The Blakes – S/T / 2007 Light in the Attic / 13 Tracks / http://www.myspace.com/theblakes / http://www.lightintheattic.net /

Light in the Attic have really came into the public eye in the last few months. Whether it be through the Summer Records Anthology or the countless reissues of older (forgotten) music, Light in the Attic are doing their own part to marry the current and past of music. The Blakes are one of these current acts, and this self-titled CD shows a same appreciation of the earlier and more current styles of music. The disc starts off with “Two Times”, which is a track that shows me that the act tries to sneak into prominence through the same retro rock style previously used by acts like The White Stripes and (to a lesser extent) The Strokes.

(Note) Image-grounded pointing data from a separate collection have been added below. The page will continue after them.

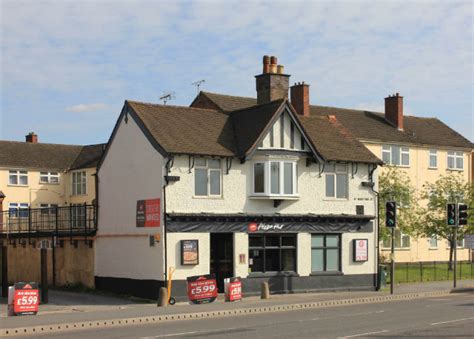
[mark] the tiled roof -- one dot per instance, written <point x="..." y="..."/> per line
<point x="47" y="156"/>
<point x="189" y="130"/>
<point x="186" y="130"/>
<point x="366" y="125"/>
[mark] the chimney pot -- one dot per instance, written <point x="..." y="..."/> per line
<point x="31" y="138"/>
<point x="394" y="110"/>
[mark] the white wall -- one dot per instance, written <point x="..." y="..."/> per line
<point x="131" y="171"/>
<point x="236" y="189"/>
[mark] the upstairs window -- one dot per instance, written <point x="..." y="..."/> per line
<point x="455" y="160"/>
<point x="433" y="158"/>
<point x="79" y="183"/>
<point x="401" y="240"/>
<point x="18" y="210"/>
<point x="396" y="155"/>
<point x="207" y="177"/>
<point x="275" y="178"/>
<point x="336" y="181"/>
<point x="49" y="177"/>
<point x="17" y="177"/>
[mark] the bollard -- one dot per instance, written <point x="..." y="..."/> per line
<point x="265" y="294"/>
<point x="162" y="297"/>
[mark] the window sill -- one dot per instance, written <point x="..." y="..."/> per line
<point x="326" y="273"/>
<point x="274" y="197"/>
<point x="272" y="274"/>
<point x="388" y="249"/>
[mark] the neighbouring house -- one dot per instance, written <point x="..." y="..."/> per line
<point x="49" y="192"/>
<point x="424" y="148"/>
<point x="263" y="191"/>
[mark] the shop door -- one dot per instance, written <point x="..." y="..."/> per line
<point x="222" y="250"/>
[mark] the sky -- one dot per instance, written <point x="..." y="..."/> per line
<point x="68" y="66"/>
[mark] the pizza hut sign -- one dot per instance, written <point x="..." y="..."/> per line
<point x="264" y="227"/>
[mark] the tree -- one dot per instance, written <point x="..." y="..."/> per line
<point x="447" y="189"/>
<point x="395" y="185"/>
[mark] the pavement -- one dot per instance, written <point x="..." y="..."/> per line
<point x="105" y="310"/>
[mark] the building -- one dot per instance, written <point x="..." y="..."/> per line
<point x="49" y="192"/>
<point x="265" y="192"/>
<point x="424" y="148"/>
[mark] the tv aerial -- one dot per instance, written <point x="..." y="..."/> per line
<point x="198" y="84"/>
<point x="167" y="96"/>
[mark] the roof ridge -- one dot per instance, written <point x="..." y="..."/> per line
<point x="258" y="105"/>
<point x="41" y="143"/>
<point x="174" y="106"/>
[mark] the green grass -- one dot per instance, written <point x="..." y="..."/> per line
<point x="414" y="272"/>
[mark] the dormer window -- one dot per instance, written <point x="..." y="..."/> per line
<point x="275" y="178"/>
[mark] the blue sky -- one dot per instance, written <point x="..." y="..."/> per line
<point x="68" y="66"/>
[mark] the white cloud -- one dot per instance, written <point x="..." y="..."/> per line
<point x="86" y="107"/>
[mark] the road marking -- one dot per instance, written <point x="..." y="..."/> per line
<point x="345" y="316"/>
<point x="362" y="334"/>
<point x="451" y="321"/>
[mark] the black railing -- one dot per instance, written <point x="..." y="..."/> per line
<point x="73" y="219"/>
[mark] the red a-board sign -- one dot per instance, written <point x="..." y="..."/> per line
<point x="233" y="289"/>
<point x="26" y="299"/>
<point x="202" y="288"/>
<point x="148" y="213"/>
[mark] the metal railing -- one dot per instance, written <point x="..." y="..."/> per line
<point x="423" y="271"/>
<point x="73" y="219"/>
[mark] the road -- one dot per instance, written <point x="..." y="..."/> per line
<point x="451" y="316"/>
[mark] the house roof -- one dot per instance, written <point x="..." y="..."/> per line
<point x="366" y="125"/>
<point x="189" y="130"/>
<point x="48" y="156"/>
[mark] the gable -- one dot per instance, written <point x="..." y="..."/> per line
<point x="284" y="134"/>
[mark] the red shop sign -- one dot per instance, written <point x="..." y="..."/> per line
<point x="26" y="299"/>
<point x="202" y="288"/>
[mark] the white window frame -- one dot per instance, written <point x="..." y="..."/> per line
<point x="18" y="174"/>
<point x="50" y="208"/>
<point x="208" y="176"/>
<point x="18" y="206"/>
<point x="455" y="155"/>
<point x="49" y="178"/>
<point x="404" y="150"/>
<point x="83" y="183"/>
<point x="334" y="175"/>
<point x="267" y="178"/>
<point x="432" y="239"/>
<point x="433" y="153"/>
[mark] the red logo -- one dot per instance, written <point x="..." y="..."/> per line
<point x="253" y="226"/>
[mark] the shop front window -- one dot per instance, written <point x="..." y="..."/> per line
<point x="325" y="253"/>
<point x="272" y="253"/>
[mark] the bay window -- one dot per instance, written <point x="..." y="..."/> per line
<point x="275" y="178"/>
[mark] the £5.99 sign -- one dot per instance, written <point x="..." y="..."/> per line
<point x="26" y="299"/>
<point x="202" y="288"/>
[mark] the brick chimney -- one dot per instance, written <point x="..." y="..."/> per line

The sultry rock grind of “Two Times” is a perfect introduction for The Blakes, and is enough for them to be featured alongside acts like Franz Ferdinand (which they share a certain love for the angular with). What immediately benefits The Blakes is the short song length that is present in all of the tracks on this album. With the exception of “Streets”, all thirteen tracks of the album end before the three minute mark. This shortness, coupled with the catchy sound espoused by The Blakes, make them into a good candidate for being the “next big thing”. “Don’t Bother Me” moderates the sharpness of “Two Times” with a synthesizer and a little more of a dreamy approach than was previously prevalent. “Magoo” is a pure bit of late sixties rock, placed into the mode of The Rolling Stones and MC5. While The Blakes have added their own style to the general rock style mentioned previously, this track could easily make it to any classic rock station (and get individuals wondering what band from the past that “Magoo” came from).

There are songs that have a slower tempo on this self-titled album, but these songs all have some form of catchy hook or other sound present in them that keeps the momentum at a high level. The Blakes make a bouncy, fun rock album that has none of the pretension typically present in current music. While the classic rock style is hard to properly master, The Blakes make an album that matches that of the late sixties and early seventies. If you have any love for the art form, you’ll pick up this album and find a way to see The Blakes touring live.

Top Tracks: Run, Vampire

Rating: 7.2/10

Author: James McQuiston

Ph.D. in Political Science, Kent State University.